Livre I, 1ère partie

Livre I, 2ème partie

Livre I, 3ème partie

Livre I, 4ème partie

Livre II, 1ère partie

Livre II, 2ème partie

Livre II, 3ème partie

Livre II, 4ème partie

Livre II, 5ème et dernière partie

 

Chapitre 11

Une nouvelle dimension de meurtre

 

[…] Toutes les substances peuvent être toxiques si elles sont prises en quantité suffisante. Ceci est vrai pour l’aspirine, le sucre, le laétrile et même l’eau. A l’encontre de ceci, les médicaments contre le cancer sont des poisons, pas comme résultat d’une overdose ou comme effet secondaire, mais comme effet primaire. En d’autres termes, leur nature de poison n’est pas tolérée comme étant un prix nécessaire à payer afin de parvenir à un effet désiré… C’est l’effet désiré.

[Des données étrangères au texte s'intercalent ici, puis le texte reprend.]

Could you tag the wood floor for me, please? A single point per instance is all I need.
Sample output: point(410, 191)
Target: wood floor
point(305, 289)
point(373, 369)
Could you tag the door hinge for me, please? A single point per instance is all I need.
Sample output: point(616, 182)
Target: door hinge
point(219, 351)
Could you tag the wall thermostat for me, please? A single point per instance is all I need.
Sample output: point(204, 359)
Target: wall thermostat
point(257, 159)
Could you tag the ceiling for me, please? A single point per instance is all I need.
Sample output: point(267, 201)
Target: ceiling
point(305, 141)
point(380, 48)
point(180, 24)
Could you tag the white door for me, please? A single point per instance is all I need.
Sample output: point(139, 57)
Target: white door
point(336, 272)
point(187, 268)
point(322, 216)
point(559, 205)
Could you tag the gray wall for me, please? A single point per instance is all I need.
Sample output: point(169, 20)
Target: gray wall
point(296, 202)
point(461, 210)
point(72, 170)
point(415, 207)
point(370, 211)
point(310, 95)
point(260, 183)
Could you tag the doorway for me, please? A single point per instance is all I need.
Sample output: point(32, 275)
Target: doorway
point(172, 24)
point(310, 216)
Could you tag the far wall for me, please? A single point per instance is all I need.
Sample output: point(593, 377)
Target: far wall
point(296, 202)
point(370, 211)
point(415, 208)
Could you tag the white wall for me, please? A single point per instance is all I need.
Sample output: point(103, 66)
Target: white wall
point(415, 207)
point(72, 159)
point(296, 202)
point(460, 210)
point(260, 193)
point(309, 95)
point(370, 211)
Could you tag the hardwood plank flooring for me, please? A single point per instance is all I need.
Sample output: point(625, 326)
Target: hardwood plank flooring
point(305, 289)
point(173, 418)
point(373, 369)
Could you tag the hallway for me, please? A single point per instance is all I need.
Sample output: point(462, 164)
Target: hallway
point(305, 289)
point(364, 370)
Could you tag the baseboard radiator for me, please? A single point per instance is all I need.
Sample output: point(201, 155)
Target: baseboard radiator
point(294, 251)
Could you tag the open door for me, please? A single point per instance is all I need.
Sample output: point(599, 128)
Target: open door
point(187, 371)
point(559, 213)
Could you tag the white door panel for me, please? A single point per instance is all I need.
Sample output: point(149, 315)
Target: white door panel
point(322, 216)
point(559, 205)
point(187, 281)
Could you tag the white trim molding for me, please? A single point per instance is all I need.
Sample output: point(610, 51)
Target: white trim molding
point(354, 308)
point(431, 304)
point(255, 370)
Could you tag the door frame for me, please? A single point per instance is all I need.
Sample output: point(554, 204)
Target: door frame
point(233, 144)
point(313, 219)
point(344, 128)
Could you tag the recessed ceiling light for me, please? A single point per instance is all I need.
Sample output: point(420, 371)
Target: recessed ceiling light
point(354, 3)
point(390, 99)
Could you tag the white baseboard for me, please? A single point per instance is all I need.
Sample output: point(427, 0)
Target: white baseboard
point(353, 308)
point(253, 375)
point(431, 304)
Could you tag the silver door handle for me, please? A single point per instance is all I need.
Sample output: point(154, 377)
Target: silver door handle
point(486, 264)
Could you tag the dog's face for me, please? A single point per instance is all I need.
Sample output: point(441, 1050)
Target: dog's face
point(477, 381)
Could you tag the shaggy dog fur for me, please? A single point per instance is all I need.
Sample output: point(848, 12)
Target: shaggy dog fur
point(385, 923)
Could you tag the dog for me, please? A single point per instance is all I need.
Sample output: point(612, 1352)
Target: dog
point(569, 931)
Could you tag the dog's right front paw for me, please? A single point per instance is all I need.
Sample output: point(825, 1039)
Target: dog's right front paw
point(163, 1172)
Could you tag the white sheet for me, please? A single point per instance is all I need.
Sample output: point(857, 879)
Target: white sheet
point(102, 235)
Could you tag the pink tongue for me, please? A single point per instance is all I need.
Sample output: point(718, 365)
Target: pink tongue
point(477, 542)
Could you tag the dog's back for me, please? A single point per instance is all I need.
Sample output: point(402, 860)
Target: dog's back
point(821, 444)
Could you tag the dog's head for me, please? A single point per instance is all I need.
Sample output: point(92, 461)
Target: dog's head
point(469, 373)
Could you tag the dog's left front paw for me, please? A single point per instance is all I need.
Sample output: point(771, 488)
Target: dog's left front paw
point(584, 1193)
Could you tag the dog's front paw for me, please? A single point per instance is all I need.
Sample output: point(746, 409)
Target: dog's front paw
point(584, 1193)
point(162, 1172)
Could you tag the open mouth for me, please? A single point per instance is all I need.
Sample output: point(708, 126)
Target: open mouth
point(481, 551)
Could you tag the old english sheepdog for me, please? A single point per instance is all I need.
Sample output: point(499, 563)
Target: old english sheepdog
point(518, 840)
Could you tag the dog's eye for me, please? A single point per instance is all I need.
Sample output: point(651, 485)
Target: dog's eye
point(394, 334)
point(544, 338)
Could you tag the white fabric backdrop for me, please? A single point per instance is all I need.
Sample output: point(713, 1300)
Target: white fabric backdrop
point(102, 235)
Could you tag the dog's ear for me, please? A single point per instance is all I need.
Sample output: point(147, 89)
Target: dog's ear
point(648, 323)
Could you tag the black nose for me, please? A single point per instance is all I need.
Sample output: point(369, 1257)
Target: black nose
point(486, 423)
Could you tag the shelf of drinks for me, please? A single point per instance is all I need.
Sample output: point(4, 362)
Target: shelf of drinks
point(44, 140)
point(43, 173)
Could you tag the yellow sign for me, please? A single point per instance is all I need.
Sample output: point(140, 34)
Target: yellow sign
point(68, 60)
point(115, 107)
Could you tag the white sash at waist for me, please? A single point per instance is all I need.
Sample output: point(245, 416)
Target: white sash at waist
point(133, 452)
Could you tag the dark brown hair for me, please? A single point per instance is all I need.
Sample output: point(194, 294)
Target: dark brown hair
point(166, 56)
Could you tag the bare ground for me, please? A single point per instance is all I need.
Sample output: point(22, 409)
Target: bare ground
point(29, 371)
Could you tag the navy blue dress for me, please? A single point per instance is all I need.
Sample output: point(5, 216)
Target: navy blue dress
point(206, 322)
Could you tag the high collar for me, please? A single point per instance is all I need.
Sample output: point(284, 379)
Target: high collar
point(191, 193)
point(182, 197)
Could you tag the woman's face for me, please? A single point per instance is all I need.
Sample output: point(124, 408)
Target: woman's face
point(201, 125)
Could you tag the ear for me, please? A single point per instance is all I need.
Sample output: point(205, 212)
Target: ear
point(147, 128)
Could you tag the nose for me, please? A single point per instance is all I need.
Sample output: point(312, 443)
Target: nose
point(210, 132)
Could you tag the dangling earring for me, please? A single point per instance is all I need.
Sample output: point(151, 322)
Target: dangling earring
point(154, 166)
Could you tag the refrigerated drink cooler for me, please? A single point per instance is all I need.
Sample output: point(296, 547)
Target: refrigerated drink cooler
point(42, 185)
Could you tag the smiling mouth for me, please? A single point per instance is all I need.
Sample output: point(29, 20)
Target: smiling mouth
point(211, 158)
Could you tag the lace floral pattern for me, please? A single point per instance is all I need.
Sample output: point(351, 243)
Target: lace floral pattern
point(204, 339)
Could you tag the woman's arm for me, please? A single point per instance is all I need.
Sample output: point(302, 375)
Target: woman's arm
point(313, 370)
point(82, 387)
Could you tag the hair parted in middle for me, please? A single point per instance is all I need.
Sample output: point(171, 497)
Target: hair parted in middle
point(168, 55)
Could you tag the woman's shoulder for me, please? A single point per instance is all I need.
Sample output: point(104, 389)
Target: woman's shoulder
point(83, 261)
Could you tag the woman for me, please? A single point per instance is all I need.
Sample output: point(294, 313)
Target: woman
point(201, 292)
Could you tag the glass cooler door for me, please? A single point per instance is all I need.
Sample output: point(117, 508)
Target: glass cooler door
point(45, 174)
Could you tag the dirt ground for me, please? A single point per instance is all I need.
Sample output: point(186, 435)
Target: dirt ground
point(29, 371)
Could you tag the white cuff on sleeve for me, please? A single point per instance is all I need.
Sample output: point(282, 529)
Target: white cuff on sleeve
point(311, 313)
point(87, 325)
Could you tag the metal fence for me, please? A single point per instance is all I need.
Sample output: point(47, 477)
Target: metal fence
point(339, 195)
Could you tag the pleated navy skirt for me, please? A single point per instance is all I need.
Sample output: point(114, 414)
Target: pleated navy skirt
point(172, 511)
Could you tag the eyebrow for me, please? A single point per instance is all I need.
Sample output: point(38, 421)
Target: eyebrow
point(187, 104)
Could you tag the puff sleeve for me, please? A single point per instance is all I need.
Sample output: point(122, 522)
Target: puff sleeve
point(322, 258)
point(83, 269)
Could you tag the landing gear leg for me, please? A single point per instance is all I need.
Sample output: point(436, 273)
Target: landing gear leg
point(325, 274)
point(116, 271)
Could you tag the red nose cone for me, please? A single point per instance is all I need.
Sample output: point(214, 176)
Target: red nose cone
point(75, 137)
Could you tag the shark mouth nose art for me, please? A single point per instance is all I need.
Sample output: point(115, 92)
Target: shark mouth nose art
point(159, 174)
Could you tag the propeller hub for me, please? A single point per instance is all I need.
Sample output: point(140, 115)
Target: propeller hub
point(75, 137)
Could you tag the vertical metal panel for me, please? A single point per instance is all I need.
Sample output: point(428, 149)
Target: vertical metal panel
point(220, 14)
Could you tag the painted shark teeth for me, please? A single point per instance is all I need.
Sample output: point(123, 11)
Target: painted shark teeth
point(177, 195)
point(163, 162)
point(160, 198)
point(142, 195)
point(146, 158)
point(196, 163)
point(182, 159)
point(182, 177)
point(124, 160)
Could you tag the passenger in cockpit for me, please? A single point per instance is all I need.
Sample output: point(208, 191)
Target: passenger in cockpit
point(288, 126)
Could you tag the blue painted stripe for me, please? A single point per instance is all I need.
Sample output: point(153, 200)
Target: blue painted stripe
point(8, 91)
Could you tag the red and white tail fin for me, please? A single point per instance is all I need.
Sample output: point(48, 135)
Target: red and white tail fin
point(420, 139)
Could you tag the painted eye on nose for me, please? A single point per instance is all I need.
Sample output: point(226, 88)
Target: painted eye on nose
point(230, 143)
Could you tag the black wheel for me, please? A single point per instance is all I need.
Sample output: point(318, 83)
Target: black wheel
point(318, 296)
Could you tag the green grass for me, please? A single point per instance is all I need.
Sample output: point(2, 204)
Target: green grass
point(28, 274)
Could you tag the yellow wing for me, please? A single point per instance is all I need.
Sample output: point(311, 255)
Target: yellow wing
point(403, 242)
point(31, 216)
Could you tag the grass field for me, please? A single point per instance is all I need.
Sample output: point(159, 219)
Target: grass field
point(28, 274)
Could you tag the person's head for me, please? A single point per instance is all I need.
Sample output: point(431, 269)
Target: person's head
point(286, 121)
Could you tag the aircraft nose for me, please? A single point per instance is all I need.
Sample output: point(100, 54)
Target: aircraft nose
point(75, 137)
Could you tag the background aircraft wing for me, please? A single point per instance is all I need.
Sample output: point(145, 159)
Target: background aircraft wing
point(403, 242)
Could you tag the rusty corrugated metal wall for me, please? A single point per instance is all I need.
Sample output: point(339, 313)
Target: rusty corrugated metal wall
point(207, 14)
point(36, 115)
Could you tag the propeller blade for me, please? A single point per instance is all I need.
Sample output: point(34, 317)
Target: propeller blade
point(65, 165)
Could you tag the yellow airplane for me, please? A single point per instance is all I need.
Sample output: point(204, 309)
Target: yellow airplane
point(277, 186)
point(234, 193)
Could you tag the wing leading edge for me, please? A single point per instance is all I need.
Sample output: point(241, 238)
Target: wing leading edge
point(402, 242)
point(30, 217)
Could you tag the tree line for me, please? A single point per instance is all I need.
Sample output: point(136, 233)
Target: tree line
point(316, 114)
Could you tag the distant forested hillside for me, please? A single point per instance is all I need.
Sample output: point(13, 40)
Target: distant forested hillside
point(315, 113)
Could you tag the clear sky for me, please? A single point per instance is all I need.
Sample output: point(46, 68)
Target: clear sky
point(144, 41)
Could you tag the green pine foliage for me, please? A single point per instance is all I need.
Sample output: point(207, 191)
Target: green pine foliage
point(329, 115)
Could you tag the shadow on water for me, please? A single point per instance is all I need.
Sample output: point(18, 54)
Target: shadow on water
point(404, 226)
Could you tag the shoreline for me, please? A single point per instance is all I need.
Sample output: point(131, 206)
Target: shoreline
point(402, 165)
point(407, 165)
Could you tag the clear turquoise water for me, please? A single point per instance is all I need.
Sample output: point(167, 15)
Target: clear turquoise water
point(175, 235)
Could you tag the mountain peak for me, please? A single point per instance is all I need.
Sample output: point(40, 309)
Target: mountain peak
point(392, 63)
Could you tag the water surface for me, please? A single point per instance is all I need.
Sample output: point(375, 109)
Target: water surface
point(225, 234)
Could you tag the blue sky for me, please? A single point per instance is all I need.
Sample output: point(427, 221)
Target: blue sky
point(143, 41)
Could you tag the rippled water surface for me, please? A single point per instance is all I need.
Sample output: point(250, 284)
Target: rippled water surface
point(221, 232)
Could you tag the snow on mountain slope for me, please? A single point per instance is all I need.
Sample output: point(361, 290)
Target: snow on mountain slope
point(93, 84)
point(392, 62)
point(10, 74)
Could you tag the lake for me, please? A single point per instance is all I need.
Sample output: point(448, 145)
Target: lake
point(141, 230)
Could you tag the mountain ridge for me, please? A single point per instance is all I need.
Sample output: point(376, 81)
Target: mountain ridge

Ces produits chimiques sont sélectionnés parce qu’ils sont capables de faire la différence entre les cellules et ainsi empoisonner plus efficacement certaines cellules que d’autres. Mais ne concluez pas pour autant qu’ils sont capables de faire la différence entre les cellules cancéreuses et les cellules non-cancéreuses, tuant seulement les cellules cancéreuses, parce que ce n’est pas ce qu’ils font. Les poisons cellulaires utilisés dans les thérapies orthodoxes anti-cancers ne peuvent pas faire la différence entre une cellule cancéreuse et une cellule saine. En fait, ils font la différences entre les cellules qui se divisent rapidement et celles qui se divisent lentement ou qui ne se divisent pas du tout. Les cellules qui se divisent activement sont les cibles. Ainsi ils tuent non seulement les cellules cancéreuses qui se divisent, mais aussi une multitude d’autres cellules non-cancéreuses dans le corps qui sont surprises en train de se diviser. Théoriquement, les cellules cancéreuses qui se divisent plus rapidement que les cellules normales devraient être tuées avant que le patient ne le soit, mais tout cela est aléatoire. Dans le cas où le cancer se développe à la même vitesse que les cellules normales ou même plus lentement, il n’y a même pas une chance théorique de succès.

Quoiqu’il en soit, empoisonner le système est le but de ces médicaments et la douleur et le tourment qui en résultent sont souvent pires pour le patient que la maladie elle-même. Les toxines attrappent les cellules sanguines en train de se diviser et causent un empoisonnement du sang. Le système gastro-intestinal se retrouve en pleine convulsion causant des nausées, des diarrhées, des vomissements, des pertes d’appétit, des crampes et une faiblesse généralisée progressive. Les cellules des cheveux sont des cellules qui se divisent très rapidement, elles meurent et les cheveux, les poils, tombent durant le traitement. Les organes reproducteurs sont affectés et deviennent stériles. Une fatigue neurologique se développe. La vue et l’audition sont touchées. Toutes les fonctions du corps possibles sont affectées avec une telle agonie pour le patient, que bon nombre de ceux-ci décident souvent de se laisser mourir par la maladie plutôt que de continuer le traitement. Il est également ironique de constater que les personnels médicaux habilités à administrer ces substances aux patients de cancers prennent des précautions pour être sûrs qu’eux-mêmes ne seront pas exposés aux poisons. […]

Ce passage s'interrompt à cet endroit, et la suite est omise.